W sobotę mam egzamin rany muszę w końcu do niego się zabrać bo jakoś nie miałam jeszcze czasu.
Miałam straszny problem żeby tutaj wejść.Nie otwierało mi strony.Oby to się więcej nie powtórzyło.
-
Witam Reniu :)
Bardzo się cieszę, że już masz coraz mniej na wadze :)
Buzka
Zapraszam na kawę :D
-
Z wielką przyjemnością skorzystam. :lol: :lol: :lol: :lol:
-
czesc Reniu!!Mi tez czasam zacinaja sie strny..moze serwer diety jest przeciązony...jak połowa z nas o podobnej godzinie zasiada na wspólna kawęto wcale sie nie dziwię...hahahahahahhahahahaha
pozdrawiam wtorkowo i zycze miłego dzionka:)
-
jejku Reniu gratuluje !!!! :P :P :P :P :P
tez muszę skończyć z słodkim ale nie umiem :( muszę być taka silna jak Ty :P
-
Rolini oby jak najrzadziej były kłopoty z serwerem
Pipuchna dziękuję za gratulacje ale to tylko na początku te kiloski tak lecą potem jest coraz trudniej.Mam nadzieję że uda Ci się powstrzymać od słodyczy.
-
Ech... ja tez mam taka nadzieje :roll: :roll: :lol: :lol: :lol: :lol:
u mnie to te 3 kg byłoby oki więcej mi nic nie potrzeba :lol: :lol: :lol: :lol: :lol:
-
Oj u mnie jeszcze dużo wysiłku trzeba włożyc żeby do jako takiej ludzkiej wagi dojść.
-
-
Mam nadzieję.Na razie mam ochotę i zapał i żeby tak już zostało.
-
trzymam kciuki i wiesz co trzymaj tez za mnie bo postanowiłam tak jak Ty nie jeść słodyczy i wiesz co założymy sie ze nie zjem (bo wtedy będę dążyć do wygrania zakładu :P ) tylko o co? hmmmm wymyśl coś :P :mrgreen:
-
Widze ze Kolezanka z forum coraz szczuplejsza:)).Ciesze sie i trzymam kciuki za kolejny spdek wagowy.

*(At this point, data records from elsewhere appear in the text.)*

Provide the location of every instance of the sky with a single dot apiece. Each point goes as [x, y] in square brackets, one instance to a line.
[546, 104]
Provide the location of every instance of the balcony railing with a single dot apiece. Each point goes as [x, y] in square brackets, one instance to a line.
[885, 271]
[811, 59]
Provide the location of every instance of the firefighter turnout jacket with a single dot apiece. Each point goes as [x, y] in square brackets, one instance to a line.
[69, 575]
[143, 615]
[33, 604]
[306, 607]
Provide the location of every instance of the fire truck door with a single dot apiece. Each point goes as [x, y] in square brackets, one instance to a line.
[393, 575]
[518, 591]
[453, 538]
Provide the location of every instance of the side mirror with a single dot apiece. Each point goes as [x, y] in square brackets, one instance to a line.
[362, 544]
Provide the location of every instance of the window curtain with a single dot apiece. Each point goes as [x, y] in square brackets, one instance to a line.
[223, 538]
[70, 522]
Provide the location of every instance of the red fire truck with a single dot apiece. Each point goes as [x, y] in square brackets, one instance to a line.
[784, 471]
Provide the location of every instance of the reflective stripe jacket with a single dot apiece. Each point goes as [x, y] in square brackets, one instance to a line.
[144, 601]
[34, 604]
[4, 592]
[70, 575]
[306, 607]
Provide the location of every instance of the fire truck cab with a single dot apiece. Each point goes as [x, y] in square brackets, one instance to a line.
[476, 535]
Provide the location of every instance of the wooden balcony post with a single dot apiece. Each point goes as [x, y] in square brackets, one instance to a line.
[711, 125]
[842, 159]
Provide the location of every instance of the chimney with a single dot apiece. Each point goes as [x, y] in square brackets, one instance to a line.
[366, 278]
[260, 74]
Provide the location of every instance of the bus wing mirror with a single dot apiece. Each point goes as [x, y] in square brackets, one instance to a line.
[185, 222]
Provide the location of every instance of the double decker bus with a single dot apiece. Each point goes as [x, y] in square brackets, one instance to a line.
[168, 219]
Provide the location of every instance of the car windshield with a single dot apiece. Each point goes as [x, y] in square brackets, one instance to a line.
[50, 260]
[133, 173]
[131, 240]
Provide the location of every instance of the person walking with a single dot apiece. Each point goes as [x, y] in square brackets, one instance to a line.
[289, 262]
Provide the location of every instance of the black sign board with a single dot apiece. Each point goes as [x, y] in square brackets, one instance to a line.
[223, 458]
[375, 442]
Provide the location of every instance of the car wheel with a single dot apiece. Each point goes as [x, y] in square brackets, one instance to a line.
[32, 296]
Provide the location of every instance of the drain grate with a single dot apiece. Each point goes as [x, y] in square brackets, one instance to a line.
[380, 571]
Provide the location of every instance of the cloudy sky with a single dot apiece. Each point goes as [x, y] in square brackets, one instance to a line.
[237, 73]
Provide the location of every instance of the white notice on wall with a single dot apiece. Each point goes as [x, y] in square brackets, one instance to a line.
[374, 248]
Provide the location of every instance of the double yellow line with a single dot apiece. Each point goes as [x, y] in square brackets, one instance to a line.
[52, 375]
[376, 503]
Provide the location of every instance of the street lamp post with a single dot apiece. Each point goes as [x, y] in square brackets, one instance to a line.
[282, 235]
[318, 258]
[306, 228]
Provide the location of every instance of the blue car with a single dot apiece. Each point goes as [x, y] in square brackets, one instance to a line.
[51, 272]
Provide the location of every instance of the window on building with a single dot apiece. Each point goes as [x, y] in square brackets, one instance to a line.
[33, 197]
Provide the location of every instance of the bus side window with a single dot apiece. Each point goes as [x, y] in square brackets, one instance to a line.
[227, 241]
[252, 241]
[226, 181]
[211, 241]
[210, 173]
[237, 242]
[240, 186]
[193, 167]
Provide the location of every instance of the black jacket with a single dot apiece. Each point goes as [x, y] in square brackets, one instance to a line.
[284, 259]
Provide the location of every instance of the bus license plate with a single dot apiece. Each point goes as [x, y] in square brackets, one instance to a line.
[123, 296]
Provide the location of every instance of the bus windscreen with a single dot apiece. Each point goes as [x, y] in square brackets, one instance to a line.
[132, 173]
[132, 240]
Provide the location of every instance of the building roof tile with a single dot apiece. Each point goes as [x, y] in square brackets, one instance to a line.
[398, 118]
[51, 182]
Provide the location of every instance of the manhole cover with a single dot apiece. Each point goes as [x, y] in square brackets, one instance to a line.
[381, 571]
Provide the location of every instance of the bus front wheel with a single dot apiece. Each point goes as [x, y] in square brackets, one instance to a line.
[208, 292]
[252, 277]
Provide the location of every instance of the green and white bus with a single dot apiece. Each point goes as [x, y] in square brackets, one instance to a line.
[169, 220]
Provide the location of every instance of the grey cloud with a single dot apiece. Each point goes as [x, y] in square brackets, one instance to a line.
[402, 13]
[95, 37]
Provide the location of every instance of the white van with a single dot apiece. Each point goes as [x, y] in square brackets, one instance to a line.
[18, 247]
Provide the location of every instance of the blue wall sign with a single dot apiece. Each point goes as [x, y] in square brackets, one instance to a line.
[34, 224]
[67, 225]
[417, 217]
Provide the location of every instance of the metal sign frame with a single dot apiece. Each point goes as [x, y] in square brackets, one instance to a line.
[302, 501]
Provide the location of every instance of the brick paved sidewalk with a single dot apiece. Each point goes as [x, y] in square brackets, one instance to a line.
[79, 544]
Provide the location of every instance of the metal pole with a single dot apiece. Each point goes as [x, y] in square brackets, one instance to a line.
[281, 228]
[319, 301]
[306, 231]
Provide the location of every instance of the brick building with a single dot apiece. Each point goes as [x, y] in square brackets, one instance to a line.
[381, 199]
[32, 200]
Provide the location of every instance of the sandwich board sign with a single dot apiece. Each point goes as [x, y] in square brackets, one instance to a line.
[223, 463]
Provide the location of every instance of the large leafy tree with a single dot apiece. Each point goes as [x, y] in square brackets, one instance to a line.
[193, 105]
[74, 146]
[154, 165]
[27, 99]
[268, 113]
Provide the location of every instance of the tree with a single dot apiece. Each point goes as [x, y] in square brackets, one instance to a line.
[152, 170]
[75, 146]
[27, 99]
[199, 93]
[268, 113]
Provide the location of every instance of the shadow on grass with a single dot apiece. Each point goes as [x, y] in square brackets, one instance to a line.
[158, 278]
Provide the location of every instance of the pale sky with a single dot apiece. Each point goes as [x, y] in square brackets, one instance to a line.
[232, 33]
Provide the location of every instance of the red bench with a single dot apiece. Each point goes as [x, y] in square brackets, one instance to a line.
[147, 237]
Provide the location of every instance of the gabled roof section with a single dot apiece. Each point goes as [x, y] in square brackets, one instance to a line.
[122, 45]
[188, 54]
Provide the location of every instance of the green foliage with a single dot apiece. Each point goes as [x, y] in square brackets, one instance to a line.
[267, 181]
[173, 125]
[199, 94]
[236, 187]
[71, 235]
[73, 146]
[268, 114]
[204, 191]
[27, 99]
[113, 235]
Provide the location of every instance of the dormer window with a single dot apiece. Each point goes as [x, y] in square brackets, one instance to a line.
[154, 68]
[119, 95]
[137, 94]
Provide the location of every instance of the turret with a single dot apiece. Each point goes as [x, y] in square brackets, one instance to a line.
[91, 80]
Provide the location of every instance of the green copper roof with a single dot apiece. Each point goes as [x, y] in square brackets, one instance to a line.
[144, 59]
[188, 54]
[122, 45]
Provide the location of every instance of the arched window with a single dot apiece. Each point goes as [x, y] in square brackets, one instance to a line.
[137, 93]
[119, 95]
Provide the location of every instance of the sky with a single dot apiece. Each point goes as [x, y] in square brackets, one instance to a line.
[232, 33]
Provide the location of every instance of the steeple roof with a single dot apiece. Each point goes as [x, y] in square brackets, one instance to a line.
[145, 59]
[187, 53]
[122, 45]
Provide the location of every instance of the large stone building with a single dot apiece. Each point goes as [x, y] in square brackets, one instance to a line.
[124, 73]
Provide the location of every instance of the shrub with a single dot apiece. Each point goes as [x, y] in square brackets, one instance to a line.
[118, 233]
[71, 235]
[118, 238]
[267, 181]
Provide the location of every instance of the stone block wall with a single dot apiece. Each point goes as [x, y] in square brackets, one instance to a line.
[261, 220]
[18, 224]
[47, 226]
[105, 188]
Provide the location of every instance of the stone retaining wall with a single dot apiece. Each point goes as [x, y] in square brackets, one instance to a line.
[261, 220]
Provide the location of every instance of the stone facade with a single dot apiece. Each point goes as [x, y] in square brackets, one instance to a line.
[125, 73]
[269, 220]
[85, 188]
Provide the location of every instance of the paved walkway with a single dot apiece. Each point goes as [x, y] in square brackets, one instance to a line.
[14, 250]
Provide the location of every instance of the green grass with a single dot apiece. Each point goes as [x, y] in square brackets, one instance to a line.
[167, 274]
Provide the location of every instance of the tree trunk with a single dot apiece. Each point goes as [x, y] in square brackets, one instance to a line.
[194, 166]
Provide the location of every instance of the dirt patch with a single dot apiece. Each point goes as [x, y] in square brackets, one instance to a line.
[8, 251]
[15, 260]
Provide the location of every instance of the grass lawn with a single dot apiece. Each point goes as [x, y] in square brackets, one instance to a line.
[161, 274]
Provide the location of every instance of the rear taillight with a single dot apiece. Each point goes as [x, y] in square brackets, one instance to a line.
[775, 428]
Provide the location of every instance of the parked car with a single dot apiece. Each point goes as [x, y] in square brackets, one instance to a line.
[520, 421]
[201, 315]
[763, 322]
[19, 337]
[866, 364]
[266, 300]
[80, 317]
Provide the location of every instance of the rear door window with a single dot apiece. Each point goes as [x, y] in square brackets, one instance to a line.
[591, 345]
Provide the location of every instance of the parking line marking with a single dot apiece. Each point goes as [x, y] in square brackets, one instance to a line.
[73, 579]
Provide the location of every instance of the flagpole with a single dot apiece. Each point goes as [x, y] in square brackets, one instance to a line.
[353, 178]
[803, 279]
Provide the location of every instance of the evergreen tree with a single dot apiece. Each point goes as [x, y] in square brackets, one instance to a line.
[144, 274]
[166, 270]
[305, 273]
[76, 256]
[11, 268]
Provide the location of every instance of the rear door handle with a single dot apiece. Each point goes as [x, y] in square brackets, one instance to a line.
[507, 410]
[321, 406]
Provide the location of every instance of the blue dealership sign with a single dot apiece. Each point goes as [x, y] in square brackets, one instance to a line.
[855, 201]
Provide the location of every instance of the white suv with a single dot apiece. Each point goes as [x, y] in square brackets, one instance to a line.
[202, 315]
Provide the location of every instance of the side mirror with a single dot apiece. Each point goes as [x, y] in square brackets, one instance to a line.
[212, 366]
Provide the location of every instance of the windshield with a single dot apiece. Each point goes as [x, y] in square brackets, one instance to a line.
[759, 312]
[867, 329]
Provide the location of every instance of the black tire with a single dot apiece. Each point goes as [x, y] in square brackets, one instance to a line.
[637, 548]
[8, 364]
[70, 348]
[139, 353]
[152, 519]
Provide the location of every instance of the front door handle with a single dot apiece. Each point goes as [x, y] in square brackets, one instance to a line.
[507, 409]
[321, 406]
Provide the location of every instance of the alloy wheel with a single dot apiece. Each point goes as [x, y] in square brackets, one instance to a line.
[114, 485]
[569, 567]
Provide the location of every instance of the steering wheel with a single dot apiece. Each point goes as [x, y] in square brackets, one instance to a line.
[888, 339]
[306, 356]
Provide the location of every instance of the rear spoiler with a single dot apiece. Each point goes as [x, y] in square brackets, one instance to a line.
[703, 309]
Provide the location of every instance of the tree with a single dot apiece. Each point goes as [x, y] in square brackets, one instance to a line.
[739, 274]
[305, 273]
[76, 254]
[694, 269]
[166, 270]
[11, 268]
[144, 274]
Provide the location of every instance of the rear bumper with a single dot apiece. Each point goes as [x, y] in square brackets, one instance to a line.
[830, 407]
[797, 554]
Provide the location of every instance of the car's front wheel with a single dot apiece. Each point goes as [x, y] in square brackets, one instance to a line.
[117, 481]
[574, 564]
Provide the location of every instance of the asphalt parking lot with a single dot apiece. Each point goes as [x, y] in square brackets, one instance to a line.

Ja dzisiaj tez sie przygotowuje do zblizajacego sie coraz bardziej egzaminu.Brrrrrrr.Powodzenia.
-
Pipuchna dobry pomysł.Tylko o co możemy się założyć?Hm.....już wiem o dużą czekoladę.Jak wygram podaję Ci adres i mi ją prześlesz aja dam dzieciom a jak przegram to odwrotnie.I jak odpowiada pomysł?